Usually on the upper and lower surfaces of the Thunia alba leaves, rarely on the stem with raised vesicles containing yellow, orange, rusty, or even purplish black powdery spores. Rust is not fatal, nor does it kill the leaves, but it weakens the plant. Prevention methods in addition to cutting off the sick leaves, can be used 65% of the sun zinc powder 500-600 times the liquid or containing copper fungicides spray.
Mostly in the rainy season. At the beginning of the disease, the leaf base is full of white mycelium. Prevention and control method: remove fungus basin soil, sprinkle on pentachloronitrobenzene powder or lime. Radical cure method: pay attention to ventilation and light, basin soil drainage is good.
It occurs all the year round, and is more prevalent in hot and rainy seasons, especially in Thunia alba. The spots first extend from the tip of the leaf to the rhizome, brown at the beginning, and then gradually expand and increase, there are many dry black spots, which lead to the death of the whole plant in serious cases. Prevention and control methods: in addition to actively change the environmental conditions, in the onset period, can be used first with 50% methyl tobujin wettable powder 800-1500 times the liquid spray treatment, once every 7-10 days; Then supplemented with 1% equivalent Bordeaux liquid, once every half a month, continuous spray 3-5 times.

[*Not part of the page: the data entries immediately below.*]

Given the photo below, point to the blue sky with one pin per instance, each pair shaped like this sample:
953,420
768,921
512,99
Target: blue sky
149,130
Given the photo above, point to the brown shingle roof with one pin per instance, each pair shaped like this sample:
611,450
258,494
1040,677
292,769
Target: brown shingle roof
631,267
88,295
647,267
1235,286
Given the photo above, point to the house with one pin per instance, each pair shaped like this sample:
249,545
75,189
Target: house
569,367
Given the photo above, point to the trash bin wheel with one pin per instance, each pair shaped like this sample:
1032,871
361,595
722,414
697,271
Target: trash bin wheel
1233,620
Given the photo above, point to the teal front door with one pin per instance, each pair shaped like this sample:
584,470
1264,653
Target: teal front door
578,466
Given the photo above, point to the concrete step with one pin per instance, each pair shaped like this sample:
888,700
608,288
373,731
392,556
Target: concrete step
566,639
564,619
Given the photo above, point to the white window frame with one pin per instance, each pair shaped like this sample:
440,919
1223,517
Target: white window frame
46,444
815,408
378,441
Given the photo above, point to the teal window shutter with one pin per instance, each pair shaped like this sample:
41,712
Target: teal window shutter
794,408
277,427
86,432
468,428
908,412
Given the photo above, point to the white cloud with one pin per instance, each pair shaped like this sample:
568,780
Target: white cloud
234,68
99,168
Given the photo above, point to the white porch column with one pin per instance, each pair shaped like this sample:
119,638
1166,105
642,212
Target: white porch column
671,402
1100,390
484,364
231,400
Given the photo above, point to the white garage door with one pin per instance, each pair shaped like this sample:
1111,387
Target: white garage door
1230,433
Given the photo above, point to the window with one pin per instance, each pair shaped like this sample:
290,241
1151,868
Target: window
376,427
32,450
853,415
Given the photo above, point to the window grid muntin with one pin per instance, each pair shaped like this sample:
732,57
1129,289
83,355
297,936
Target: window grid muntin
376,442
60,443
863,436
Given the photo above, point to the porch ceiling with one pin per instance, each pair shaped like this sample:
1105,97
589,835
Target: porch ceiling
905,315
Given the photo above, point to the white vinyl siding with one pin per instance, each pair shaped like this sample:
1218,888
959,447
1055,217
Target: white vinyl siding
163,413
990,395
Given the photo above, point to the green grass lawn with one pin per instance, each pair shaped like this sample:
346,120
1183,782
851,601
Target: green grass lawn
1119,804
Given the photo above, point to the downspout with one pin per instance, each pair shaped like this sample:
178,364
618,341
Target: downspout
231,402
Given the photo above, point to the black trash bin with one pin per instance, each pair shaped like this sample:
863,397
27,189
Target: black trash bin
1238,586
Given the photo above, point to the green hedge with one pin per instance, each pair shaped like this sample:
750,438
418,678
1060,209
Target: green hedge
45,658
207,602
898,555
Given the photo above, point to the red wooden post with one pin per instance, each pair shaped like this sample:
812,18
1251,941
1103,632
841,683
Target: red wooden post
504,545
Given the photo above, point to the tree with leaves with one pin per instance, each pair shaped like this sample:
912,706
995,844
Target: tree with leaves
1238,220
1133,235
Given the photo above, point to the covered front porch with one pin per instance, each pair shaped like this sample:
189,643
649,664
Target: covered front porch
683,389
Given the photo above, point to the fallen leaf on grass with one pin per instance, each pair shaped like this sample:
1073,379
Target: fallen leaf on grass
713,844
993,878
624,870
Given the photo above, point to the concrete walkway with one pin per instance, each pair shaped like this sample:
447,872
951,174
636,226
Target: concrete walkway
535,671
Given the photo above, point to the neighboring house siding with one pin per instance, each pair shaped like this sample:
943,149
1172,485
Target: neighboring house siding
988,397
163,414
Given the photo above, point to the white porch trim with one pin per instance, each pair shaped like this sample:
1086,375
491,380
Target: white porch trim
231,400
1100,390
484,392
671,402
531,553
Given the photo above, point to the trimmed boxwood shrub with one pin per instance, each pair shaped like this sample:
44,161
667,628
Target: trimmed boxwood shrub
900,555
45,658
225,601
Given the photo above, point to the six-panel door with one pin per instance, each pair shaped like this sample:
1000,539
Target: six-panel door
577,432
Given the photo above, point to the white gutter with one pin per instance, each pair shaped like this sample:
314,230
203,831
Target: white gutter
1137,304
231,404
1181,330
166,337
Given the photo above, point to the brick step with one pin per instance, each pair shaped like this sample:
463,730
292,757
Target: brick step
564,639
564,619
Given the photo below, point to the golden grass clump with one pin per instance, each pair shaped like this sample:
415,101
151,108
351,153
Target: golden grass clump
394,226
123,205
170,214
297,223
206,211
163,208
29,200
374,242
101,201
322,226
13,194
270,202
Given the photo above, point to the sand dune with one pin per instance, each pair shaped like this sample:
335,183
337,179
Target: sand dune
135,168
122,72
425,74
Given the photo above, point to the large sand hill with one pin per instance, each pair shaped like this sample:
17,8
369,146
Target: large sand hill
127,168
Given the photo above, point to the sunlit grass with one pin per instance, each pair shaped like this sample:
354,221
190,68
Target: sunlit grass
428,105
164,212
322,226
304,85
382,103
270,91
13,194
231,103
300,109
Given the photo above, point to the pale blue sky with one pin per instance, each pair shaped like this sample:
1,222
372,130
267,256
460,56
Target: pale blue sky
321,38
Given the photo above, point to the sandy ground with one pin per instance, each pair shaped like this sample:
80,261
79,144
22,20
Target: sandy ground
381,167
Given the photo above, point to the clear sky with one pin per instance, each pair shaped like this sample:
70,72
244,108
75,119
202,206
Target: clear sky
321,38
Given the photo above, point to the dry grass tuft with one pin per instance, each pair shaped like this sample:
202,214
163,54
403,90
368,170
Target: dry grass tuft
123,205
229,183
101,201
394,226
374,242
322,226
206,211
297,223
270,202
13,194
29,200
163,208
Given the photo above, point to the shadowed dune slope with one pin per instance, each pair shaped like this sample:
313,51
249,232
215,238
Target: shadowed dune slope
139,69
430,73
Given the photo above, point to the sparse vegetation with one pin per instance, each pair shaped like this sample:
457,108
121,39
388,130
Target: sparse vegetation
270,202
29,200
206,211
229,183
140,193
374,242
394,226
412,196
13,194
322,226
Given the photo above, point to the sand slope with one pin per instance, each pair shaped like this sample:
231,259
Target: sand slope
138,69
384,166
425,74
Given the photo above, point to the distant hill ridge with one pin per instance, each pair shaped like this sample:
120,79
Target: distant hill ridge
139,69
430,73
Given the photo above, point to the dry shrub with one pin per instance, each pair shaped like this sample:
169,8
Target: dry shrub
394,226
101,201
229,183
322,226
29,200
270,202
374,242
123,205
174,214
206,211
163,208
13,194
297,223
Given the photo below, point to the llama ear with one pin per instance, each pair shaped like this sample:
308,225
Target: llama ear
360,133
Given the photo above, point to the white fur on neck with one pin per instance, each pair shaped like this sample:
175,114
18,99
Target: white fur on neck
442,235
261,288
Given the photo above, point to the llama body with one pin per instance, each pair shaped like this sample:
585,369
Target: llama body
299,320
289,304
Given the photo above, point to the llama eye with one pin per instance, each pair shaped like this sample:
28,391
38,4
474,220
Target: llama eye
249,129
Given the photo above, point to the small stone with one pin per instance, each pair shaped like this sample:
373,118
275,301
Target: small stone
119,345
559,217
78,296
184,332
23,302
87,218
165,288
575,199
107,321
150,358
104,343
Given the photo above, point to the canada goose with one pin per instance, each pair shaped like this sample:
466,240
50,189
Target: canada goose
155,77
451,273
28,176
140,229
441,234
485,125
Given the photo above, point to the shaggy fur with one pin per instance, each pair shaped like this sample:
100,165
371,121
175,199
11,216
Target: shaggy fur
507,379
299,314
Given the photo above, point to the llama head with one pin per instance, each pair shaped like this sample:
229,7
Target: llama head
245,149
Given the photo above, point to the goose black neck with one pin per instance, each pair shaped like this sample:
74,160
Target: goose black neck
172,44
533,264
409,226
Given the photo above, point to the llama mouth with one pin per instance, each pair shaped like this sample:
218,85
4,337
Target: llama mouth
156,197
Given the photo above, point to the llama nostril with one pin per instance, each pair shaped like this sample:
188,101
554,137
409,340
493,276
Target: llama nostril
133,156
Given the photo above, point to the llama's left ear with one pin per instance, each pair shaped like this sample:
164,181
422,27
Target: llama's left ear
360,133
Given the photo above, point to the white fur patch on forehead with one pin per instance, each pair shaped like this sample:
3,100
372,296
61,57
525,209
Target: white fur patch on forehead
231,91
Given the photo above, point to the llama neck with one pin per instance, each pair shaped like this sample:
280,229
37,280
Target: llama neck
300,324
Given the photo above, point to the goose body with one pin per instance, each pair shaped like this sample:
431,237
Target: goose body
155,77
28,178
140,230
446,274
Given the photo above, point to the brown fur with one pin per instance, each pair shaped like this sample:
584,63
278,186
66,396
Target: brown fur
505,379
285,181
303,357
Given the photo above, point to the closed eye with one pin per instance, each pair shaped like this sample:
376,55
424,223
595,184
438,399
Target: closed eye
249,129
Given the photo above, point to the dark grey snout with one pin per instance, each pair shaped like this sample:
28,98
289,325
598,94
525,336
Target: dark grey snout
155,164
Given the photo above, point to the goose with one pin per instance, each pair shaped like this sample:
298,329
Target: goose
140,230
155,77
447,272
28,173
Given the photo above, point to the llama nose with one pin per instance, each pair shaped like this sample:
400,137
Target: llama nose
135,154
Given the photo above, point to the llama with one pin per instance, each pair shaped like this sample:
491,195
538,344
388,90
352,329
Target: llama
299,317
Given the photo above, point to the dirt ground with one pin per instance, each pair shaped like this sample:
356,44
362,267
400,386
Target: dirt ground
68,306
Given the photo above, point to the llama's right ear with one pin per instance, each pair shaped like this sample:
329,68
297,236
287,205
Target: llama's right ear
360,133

Commonly known as "lice". They propagate fastest in conditions of high temperature, humidity and poor air flow. It can be sprayed with 1% diethoate oxide or 1500 times 50% mala sulfur during incubation period.If the number of POTS is not much, it can also be brushed manually.
Thunia Alba, Orchidaceae, 5 species, distributed from India, Thailand to Indonesia, including Thunia Albat. Alba (Lindl.) Reichb.f. Also produced in Yunnan, Sichuan and Tibet. The genus has showy flowers and some species are available for viewing. Terrestrial or epiphytic orchids; Stem long and erect, caespitose, without pseudobulbs; Leaves multinomial, related node; Racemes terminal, with large persistent bracts; The flowers are large and showy; Lower sepal with 5 or more longitudinal ridges, short spur at base; The core column is slender, with two narrow wings at the top, without the core column foot;3 cleft of stamen beak; Pollen mass 8, waxy, with pollen mass stalks.
Thunia Alba is mainly distributed in China, Nepal, Sikkim, India, Myanmar, Vietnam, Thailand, Malaysia and Indonesia.
Thunia Alba is distributed in southwestern Sichuan (Yanbian, Muli, Miyi, Mianning), southwestern to southern Yunnan (Zhenkang, Jingdong, Jinghong, Mengla, Menghai) and eastern Xizang in China.Also distributed in Nepal, Sikkim, India, Myanmar, Vietnam, Thailand, Malaysia and Indonesia.
Thunia alba has several flowers with large, persistent, boat shaped bracts and large, showy flowers for viewing.
Thunia Alba has high horticultural value.